Use a traditional database when:
- You control all components and data
- Participants trust you (or trust isn't an issue)
- You need fast, cheap transactions
- You want to fix mistakes by updating records
Blockchain adds value when:
- Trustlessness - Parties who don't trust each other need to agree on state (e.g., cross-company supply chain)
- Immutability - Records cannot be altered, even by the system owner (e.g., audit logs, certificates)
- Censorship resistance - No single party can block transactions (e.g., cross-border payments)
- Programmable value transfer - Automated conditions on money movement (e.g., escrow, royalties, DeFi)
- Public verifiability - Anyone can independently verify the data (e.g., public registries)

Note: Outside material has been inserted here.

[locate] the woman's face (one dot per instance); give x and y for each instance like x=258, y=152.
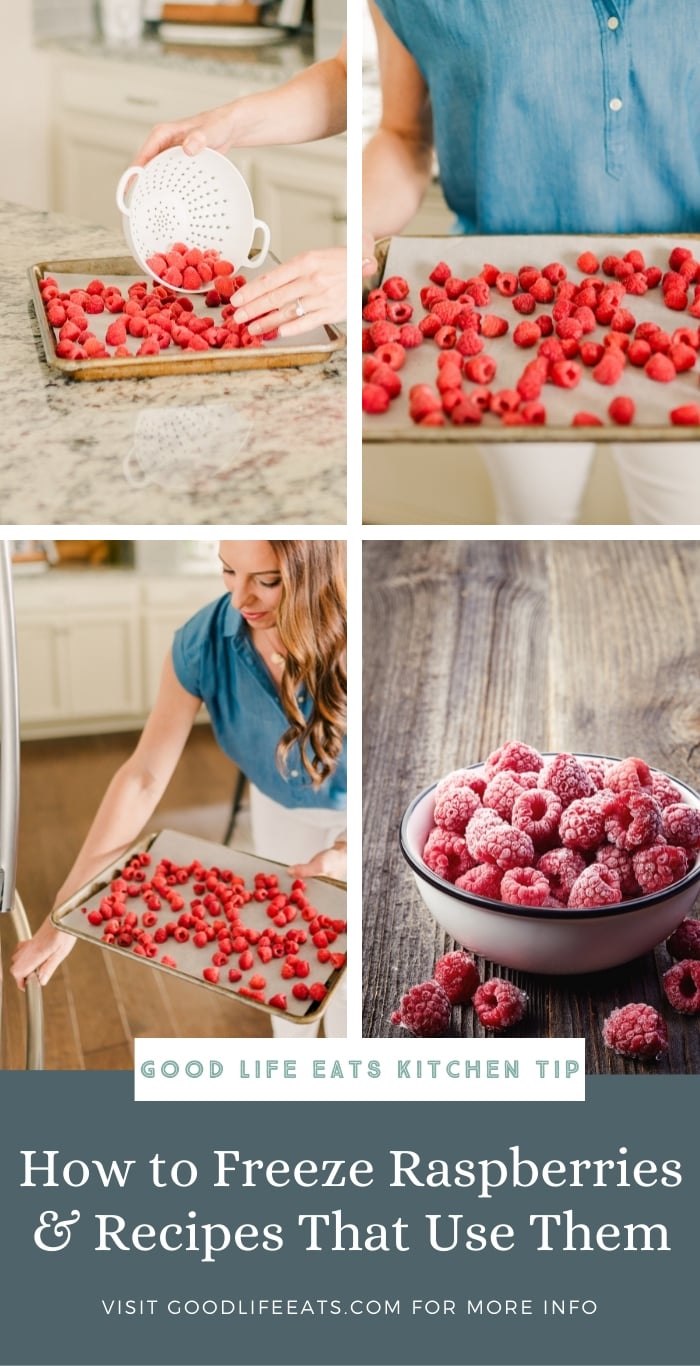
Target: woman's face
x=252, y=577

Real-world examples where blockchain fits: cross-border payments without intermediaries, supply chain verification between competitors, NFT royalties enforced by code, DAO treasuries controlled by smart contracts rather than individuals.

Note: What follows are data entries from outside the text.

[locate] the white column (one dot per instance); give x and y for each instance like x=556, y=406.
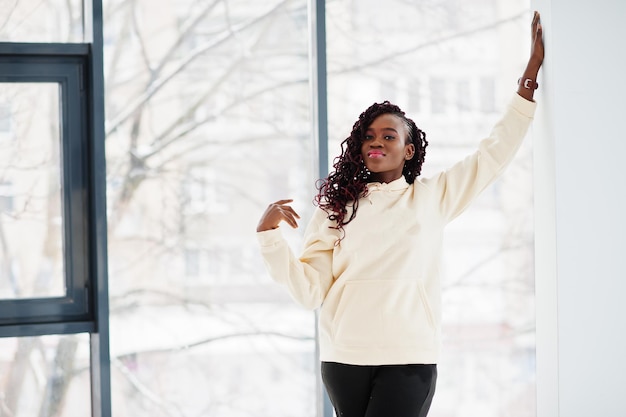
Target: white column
x=580, y=197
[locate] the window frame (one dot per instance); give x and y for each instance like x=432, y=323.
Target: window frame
x=66, y=68
x=86, y=226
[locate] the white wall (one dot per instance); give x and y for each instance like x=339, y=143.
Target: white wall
x=580, y=181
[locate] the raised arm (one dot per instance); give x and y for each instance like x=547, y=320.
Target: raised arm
x=528, y=81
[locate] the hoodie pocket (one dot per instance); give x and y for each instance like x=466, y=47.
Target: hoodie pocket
x=384, y=313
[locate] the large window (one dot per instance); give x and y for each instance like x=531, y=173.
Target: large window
x=53, y=314
x=208, y=121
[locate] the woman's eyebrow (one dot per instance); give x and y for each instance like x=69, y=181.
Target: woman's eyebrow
x=384, y=128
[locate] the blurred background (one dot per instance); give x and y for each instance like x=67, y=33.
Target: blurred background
x=209, y=119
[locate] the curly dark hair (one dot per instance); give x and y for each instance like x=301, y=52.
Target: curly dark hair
x=348, y=181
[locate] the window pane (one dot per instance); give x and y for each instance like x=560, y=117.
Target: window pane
x=31, y=222
x=208, y=122
x=454, y=63
x=41, y=21
x=45, y=376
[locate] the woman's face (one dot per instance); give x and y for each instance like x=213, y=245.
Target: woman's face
x=385, y=148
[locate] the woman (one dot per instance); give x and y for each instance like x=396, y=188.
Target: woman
x=372, y=252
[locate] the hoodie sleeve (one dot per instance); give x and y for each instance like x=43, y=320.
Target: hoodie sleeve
x=309, y=277
x=464, y=181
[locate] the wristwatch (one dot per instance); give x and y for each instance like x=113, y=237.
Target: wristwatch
x=528, y=83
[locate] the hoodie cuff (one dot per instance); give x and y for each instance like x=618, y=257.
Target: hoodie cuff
x=270, y=237
x=523, y=106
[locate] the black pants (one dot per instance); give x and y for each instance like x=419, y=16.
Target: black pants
x=380, y=391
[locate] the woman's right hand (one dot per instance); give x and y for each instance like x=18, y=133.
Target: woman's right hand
x=279, y=211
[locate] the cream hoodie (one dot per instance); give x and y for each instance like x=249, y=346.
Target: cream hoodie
x=380, y=288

This project teaches the infrastructure patterns regardless of use case - the same skills apply whether you're indexing DeFi transactions or supply chain events.
This project teaches:
- Blockchain Infrastructure: Running a full node, exposing RPC/WebSocket interfaces, handling transactions
- Data Engineering: Building indexing pipelines that treat blockchain events like streaming data
- SRE/Operations: Monitoring block height, node health, event throughput, and system reliability
- FinOps: Understanding storage, CPU, and network considerations for blockchain nodes
+------------------+
| Simulator |
| (Purchases) |
+--------+---------+
|
| sends transactions
v
+--------+---------+ +------------------+
| Geth | | Indexer |
| (Devnet) |---->| (RPC -> PG) |
| | | |
| RPC: 8545 | +--------+---------+
| WS: 8546 | |
| Metrics: 6060 | v
+--------+---------+ +--------+---------+
| | PostgreSQL |
| | |
v | - raw_logs |
+--------+---------+ | - purchases |
| Prometheus | +------------------+
| |
| Port: 9090 |
+--------+---------+
|
v
+--------+---------+
| Grafana |
| |
| Port: 3000 |
+------------------+
| Service | Description | Port |
|---|---|---|
| Geth | Ethereum execution client in dev mode | 8545 (RPC), 8546 (WS), 6060 (metrics) |
| PostgreSQL | Stores raw logs and decoded purchases | 5432 |
| Deployer | One-shot container that deploys the smart contract | - |
| Simulator | Generates random purchase transactions | - |
| Indexer | Polls chain for events, stores in Postgres | 8000 (metrics) |
| Prometheus | Metrics collection and storage | 9090 |
| Grafana | Visualization and dashboards | 3000 |
| Blockscout | Block explorer web UI | 4000 |
Geth (Go Ethereum) is the official Go implementation of the Ethereum protocol and the most critical component in this stack. It's the software that actually runs an Ethereum node.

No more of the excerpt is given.